All living things, whether plants or animals, are made up of tiny particles called cells. There is a separate article about the cell in this encyclopedia. Here we will pause only to explain that the cells that form animals are usually very small-it would take several thousand of them to measure an inch, so that they cannot be seen without a microscope- and that many millions or billions of them may be needed to make the body of a single animal. The simplest of all animals may have only a single cell.

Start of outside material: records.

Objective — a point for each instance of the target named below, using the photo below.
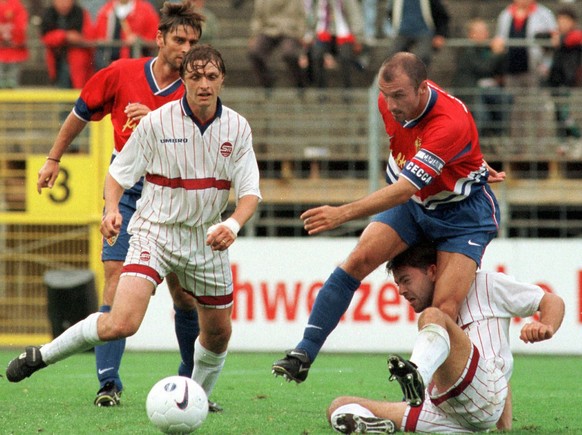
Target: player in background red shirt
(127, 90)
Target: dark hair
(173, 15)
(408, 63)
(420, 256)
(205, 53)
(569, 12)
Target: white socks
(207, 366)
(352, 408)
(431, 349)
(80, 337)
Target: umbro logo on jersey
(226, 149)
(174, 140)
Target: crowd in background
(313, 37)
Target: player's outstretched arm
(325, 218)
(49, 172)
(551, 316)
(220, 236)
(495, 176)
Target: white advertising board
(276, 280)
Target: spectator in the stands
(527, 20)
(565, 71)
(210, 26)
(277, 24)
(13, 50)
(128, 22)
(419, 26)
(479, 80)
(531, 22)
(66, 31)
(339, 28)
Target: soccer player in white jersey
(466, 366)
(191, 151)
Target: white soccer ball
(177, 404)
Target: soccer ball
(177, 404)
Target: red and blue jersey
(438, 151)
(123, 82)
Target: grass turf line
(59, 399)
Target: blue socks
(331, 303)
(108, 358)
(187, 330)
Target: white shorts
(156, 250)
(473, 404)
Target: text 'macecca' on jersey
(123, 82)
(438, 152)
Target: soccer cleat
(214, 407)
(294, 367)
(108, 395)
(352, 423)
(407, 375)
(25, 365)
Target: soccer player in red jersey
(437, 190)
(127, 90)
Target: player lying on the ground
(465, 366)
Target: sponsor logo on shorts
(174, 140)
(226, 149)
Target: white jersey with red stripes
(189, 168)
(476, 401)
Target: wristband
(230, 223)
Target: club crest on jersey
(226, 149)
(129, 124)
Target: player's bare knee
(360, 264)
(122, 329)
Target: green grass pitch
(59, 399)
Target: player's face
(404, 101)
(203, 82)
(175, 44)
(416, 285)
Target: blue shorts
(118, 251)
(464, 227)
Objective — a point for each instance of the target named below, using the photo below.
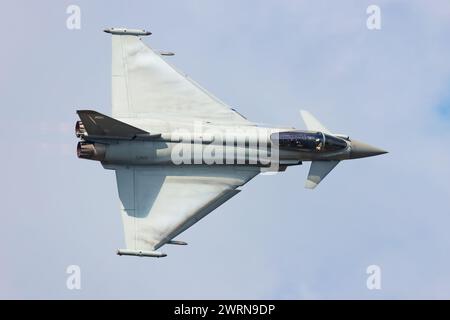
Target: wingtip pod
(140, 253)
(127, 32)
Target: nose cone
(362, 150)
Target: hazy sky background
(390, 88)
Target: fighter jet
(178, 152)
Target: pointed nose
(362, 150)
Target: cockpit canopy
(308, 141)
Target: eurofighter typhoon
(179, 152)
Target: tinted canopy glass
(308, 141)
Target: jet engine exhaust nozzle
(91, 151)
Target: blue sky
(268, 59)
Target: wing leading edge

Such animals are called protozoans. Most of them live in water, and some have shells, even though they are so small themselves. Many are parasites, which means they cannot live by themselves, but must live in the bodies of other animals, or in plants. The article on ameba, in another volume of this encyclopedia, tells how one of these one-celled animals lives. Some protozoans, small as they are, are very important as food for other animals; they are found in “plankton,” which is a mass of tiny plants and animals drifting in the sea. Plankton is the chief food of the gigantic whale, and human beings could eat plankton without harm. Most animals, unlike the protozoans, are formed not only of many cells but of many different kinds of cell.

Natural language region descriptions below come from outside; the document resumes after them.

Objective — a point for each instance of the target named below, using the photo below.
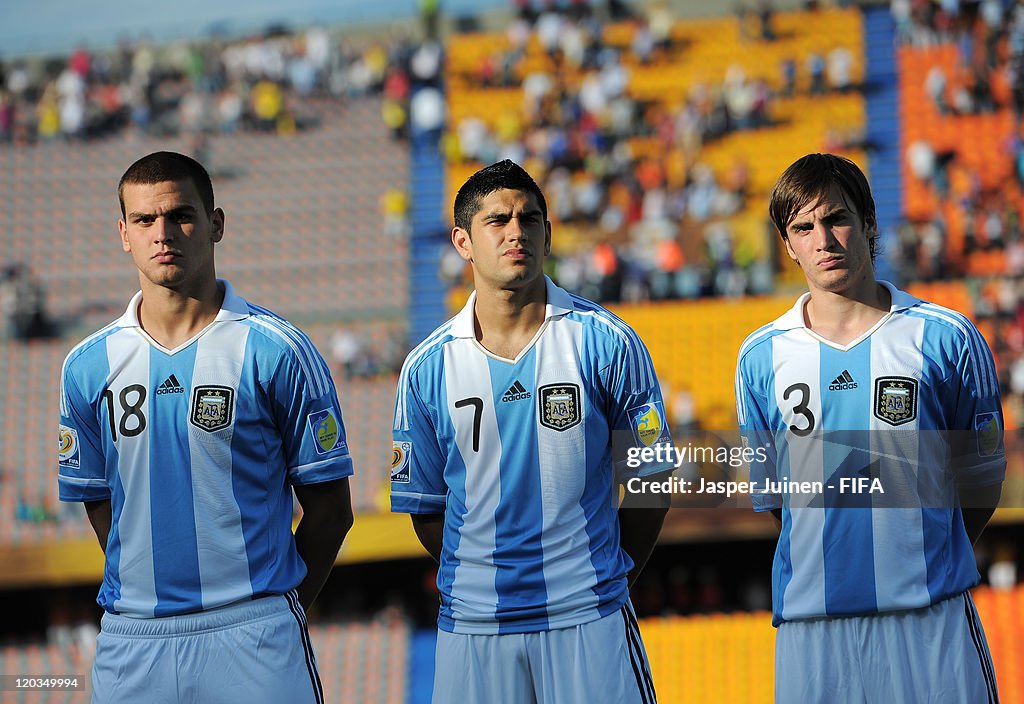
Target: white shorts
(246, 653)
(935, 654)
(600, 661)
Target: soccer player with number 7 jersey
(890, 405)
(511, 430)
(185, 425)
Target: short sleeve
(81, 464)
(308, 415)
(417, 462)
(756, 436)
(637, 414)
(977, 442)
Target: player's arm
(978, 504)
(430, 530)
(100, 517)
(756, 437)
(641, 516)
(418, 486)
(979, 458)
(81, 462)
(327, 517)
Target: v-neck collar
(232, 308)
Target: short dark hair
(505, 174)
(810, 178)
(168, 166)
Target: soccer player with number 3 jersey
(511, 428)
(185, 426)
(891, 406)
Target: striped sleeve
(306, 405)
(755, 433)
(978, 451)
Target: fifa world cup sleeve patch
(647, 424)
(68, 449)
(326, 431)
(986, 427)
(401, 457)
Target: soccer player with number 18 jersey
(882, 421)
(185, 425)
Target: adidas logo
(843, 382)
(170, 386)
(516, 392)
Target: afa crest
(559, 406)
(895, 399)
(326, 430)
(212, 407)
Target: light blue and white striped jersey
(197, 448)
(913, 403)
(522, 456)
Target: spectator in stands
(520, 600)
(24, 303)
(894, 585)
(185, 426)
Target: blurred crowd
(262, 83)
(624, 176)
(988, 78)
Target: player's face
(169, 233)
(509, 240)
(827, 240)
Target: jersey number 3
(801, 408)
(132, 419)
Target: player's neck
(842, 317)
(507, 320)
(172, 317)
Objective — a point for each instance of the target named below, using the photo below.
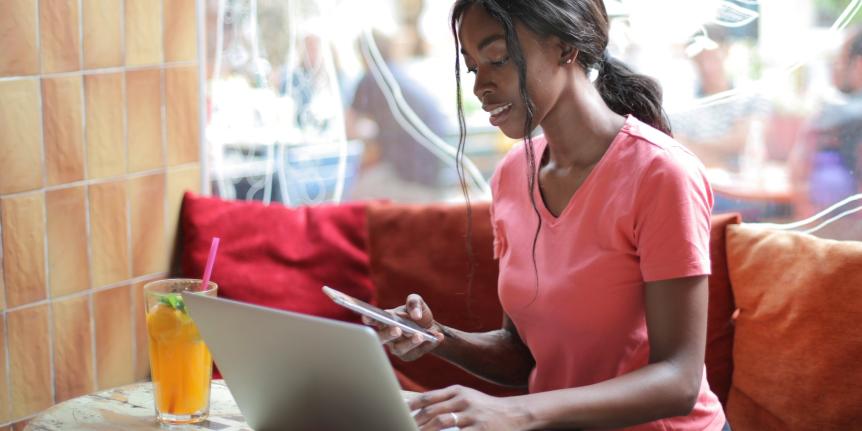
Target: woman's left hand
(467, 409)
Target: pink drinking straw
(210, 261)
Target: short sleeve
(674, 204)
(496, 225)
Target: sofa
(781, 353)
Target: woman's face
(483, 44)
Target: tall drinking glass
(180, 362)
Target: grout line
(38, 41)
(102, 70)
(122, 32)
(94, 364)
(8, 368)
(96, 181)
(200, 27)
(81, 65)
(138, 279)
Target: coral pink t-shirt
(641, 215)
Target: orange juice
(180, 362)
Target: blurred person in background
(717, 131)
(827, 160)
(395, 164)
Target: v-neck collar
(549, 217)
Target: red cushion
(719, 325)
(422, 249)
(277, 256)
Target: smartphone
(366, 309)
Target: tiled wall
(99, 137)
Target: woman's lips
(499, 114)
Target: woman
(603, 249)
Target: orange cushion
(422, 249)
(797, 348)
(719, 327)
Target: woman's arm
(668, 386)
(498, 356)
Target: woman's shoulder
(655, 148)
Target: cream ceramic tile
(102, 21)
(181, 94)
(142, 357)
(23, 218)
(144, 111)
(60, 35)
(108, 233)
(143, 32)
(67, 241)
(29, 360)
(106, 149)
(180, 31)
(73, 354)
(64, 130)
(180, 180)
(4, 380)
(147, 201)
(18, 38)
(114, 337)
(20, 136)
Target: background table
(131, 408)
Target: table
(131, 408)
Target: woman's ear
(568, 54)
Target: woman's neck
(580, 127)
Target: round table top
(131, 408)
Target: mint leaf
(175, 301)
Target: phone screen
(377, 314)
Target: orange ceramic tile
(23, 220)
(114, 337)
(4, 380)
(181, 98)
(2, 284)
(180, 180)
(29, 360)
(108, 233)
(67, 241)
(180, 31)
(150, 253)
(144, 119)
(73, 354)
(143, 32)
(64, 130)
(60, 35)
(20, 136)
(142, 357)
(106, 149)
(101, 21)
(18, 38)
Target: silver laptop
(299, 372)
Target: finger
(439, 414)
(405, 344)
(418, 310)
(432, 397)
(443, 419)
(388, 334)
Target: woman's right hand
(406, 346)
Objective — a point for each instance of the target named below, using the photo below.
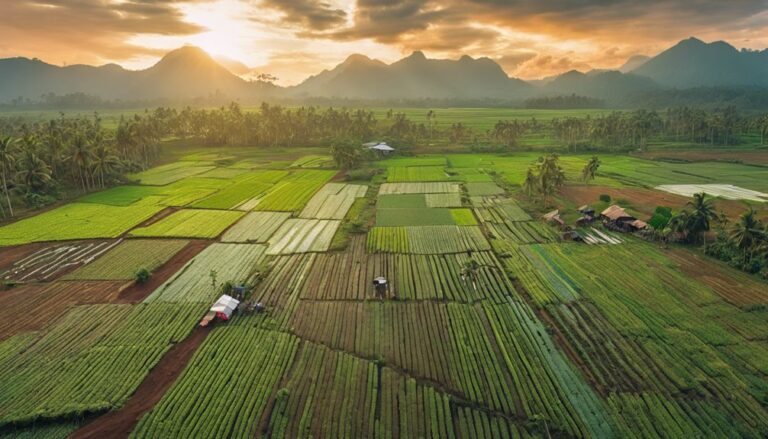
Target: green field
(493, 324)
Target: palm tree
(34, 174)
(7, 161)
(80, 158)
(701, 215)
(530, 184)
(746, 233)
(590, 169)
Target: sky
(292, 39)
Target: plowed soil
(120, 423)
(34, 306)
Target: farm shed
(554, 217)
(382, 148)
(616, 218)
(222, 310)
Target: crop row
(51, 261)
(255, 227)
(76, 221)
(101, 353)
(191, 223)
(418, 188)
(122, 261)
(303, 236)
(193, 283)
(443, 200)
(426, 239)
(523, 232)
(668, 335)
(172, 172)
(225, 387)
(347, 276)
(235, 194)
(49, 301)
(333, 201)
(416, 173)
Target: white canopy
(226, 304)
(382, 147)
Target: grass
(123, 261)
(76, 221)
(191, 223)
(413, 217)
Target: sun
(226, 25)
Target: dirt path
(120, 423)
(136, 293)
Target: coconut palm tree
(7, 162)
(530, 184)
(34, 174)
(702, 213)
(590, 169)
(747, 233)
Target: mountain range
(188, 73)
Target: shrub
(142, 276)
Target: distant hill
(694, 63)
(413, 77)
(189, 73)
(610, 85)
(185, 73)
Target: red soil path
(120, 423)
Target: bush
(142, 276)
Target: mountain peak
(417, 55)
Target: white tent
(225, 305)
(382, 147)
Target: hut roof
(615, 213)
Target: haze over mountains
(189, 73)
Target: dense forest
(37, 159)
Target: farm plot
(76, 221)
(418, 188)
(416, 173)
(123, 261)
(498, 210)
(49, 301)
(481, 189)
(414, 217)
(347, 275)
(303, 236)
(225, 388)
(523, 232)
(425, 339)
(426, 239)
(191, 223)
(288, 195)
(255, 227)
(101, 353)
(443, 200)
(333, 201)
(120, 195)
(172, 172)
(727, 191)
(235, 194)
(53, 261)
(684, 329)
(231, 262)
(313, 161)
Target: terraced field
(491, 325)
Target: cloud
(88, 30)
(311, 15)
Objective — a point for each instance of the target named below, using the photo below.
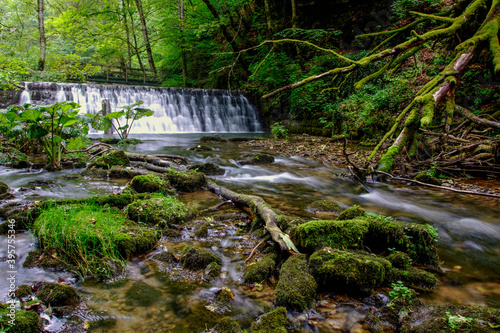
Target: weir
(175, 110)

Cells of the same kind form a particular kind of solid matter, or tissue, in an animal’s body. For instance, in the human body the nerves are made of nerve tissue, which is formed of nerve cells; and in the same way different cells form the tissue of our muscles, bones, skin, and so on. The cells in our body are constantly dying and being replaced by new cells that are made of the food we eat. For instance, your skin flakes off in tiny particles, often so small you do not see them, while new skin grows underneath. Losing old cells and growing new ones is part of the process we call “living.”